The journal Psychological Science has published some odd research lately. There’s a fun back-and-forth unfolding between statistician Andrew Gelman and psychologist Jessica Tracy and her student Alec Beall, who published one of those pieces. Both sides make good points, and Gelman does overstep a bit, but ultimately Gelman makes the better case.
[See the research (pdf), Gelman's original critique, a response by Beall & Tracy, and Gelman's rejoinder.]
Beall & Tracy wrote a research article on whether women at peak fertility dress to maximize their attractiveness. Given that prior research asserts that red might indicate fertility, the authors conducted an experiment: they ask 100 women on Mechanical Turk and 24 undergraduates about the participants’ latest menses, and observe the color of the women’s shirts. They find a statistically significant relationship (p=0.02, p=0.051 for the two samples) between women wearing red and women being at peak fertility.
Gelman posted a critique for Slate, where he asserts that “this paper provides essentially no evidence about the researchers’ hypotheses.” He points out that the researchers’ samples are not representative, that their measure of “peak fertility” may be flawed, and that participants may not accurately recall their last menstrual period.
Gelman’s larger critique, however, indicts the general practice of data analysis in many social sciences. He cites the “researcher degrees of freedom” in the Beall & Tracy piece, meaning that researchers have many choices in their research designs that may affect their outcomes. For example, Beall & Tracy chose to combine red and pink into a single category, to collect 100 Turkers and 24 undergraduate participants, to compare shirt color only, to compare red/pink to all other colors, to use days 6-14 as “peak fertility”1, and so forth.
At its most benign, these well-intentioned choices could result in false positive results. More nefariously, researchers could massage the research design, methods, or even rewrite their predetermined hypotheses, to get a publishable result.
Gelman isn’t wrong to point this out, though I find some parts of his criticism unsettling. As the authors write in their rebuttal, Gelman’s critique was published without consulting the authors. If Gelman aspired to clarify the research, he should have reached out to the authors with his comments before impugning their work in Slate. This goes beyond academic courtesy: the authors may have been able to answer some questions which would make the entire discussion more informative.
Some of Gelman’s critiques are also pedantic. Debates about measurement and sample representativeness, while important, are first-year graduate seminar fodder. His “researcher degrees of freedom” point lands a harder blow, though it seems to accuse the authors of subconsciously mining for statistical significance without any real evidence in this particular case.
So why is Gelman right?
Gelman points to a real concern in social scientific research, even if Beall & Tracy take the brunt of his criticism. Current practice heavily incentivizes scholars to find statistically significant results, but the requirements for publication and replication do not sufficiently disincentivize “mining” for significance stars.
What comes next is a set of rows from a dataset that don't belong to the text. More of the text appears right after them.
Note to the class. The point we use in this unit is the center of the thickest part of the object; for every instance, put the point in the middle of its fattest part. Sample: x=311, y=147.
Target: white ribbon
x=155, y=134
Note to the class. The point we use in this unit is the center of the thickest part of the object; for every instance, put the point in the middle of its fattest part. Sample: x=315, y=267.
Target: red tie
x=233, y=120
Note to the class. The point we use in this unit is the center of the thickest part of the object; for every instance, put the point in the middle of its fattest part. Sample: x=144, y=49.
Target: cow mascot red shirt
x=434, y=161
Psychological Science has published several weird pieces lately, including work relating physical strength to political attitudes that I criticized on this blog (Parts I, II). Gelman, too, has pointed to several of these curious studies. In each case, the claims far surpass the data mustered to support them.
With surprising claims, like the one made by Beall & Tracy, should come additional scrutiny. Think of this as a Bayesian updating issue. Radical claims are radical because I see little reason to believe them a priori, so my prior belief is pretty strong that the effect doesn’t exist. Compared to intuitive claims (do liberals tend to vote Democratic?), radical hypotheses should require much stronger evidence to overcome my prior belief.
This may seem too subjective, or too unfair to researchers like Beall & Tracy, but that’s science. A top journal should demand much stronger evidence than two small samples to support such a radical claim.
We should, as a field, also move toward preregistered research designs. Beall & Tracy may not have tweaked the designs or hypotheses to match their data, but this type of practice happens, and will will continue unless scholars are required to lock in their designs before collecting any data. Changing publication bias to accepting interesting questions and designs, instead of interesting results, would help too.
Gelman targeted Beall & Tracy when his true criticism points at social science publication writ large. That doesn’t mean, though, that he’s not correct. The Beall & Tracy work makes a big claim which it supports with small samples and few robustness checks.
It’s the research equivalent of a sexy stranger who turns out to have little personality.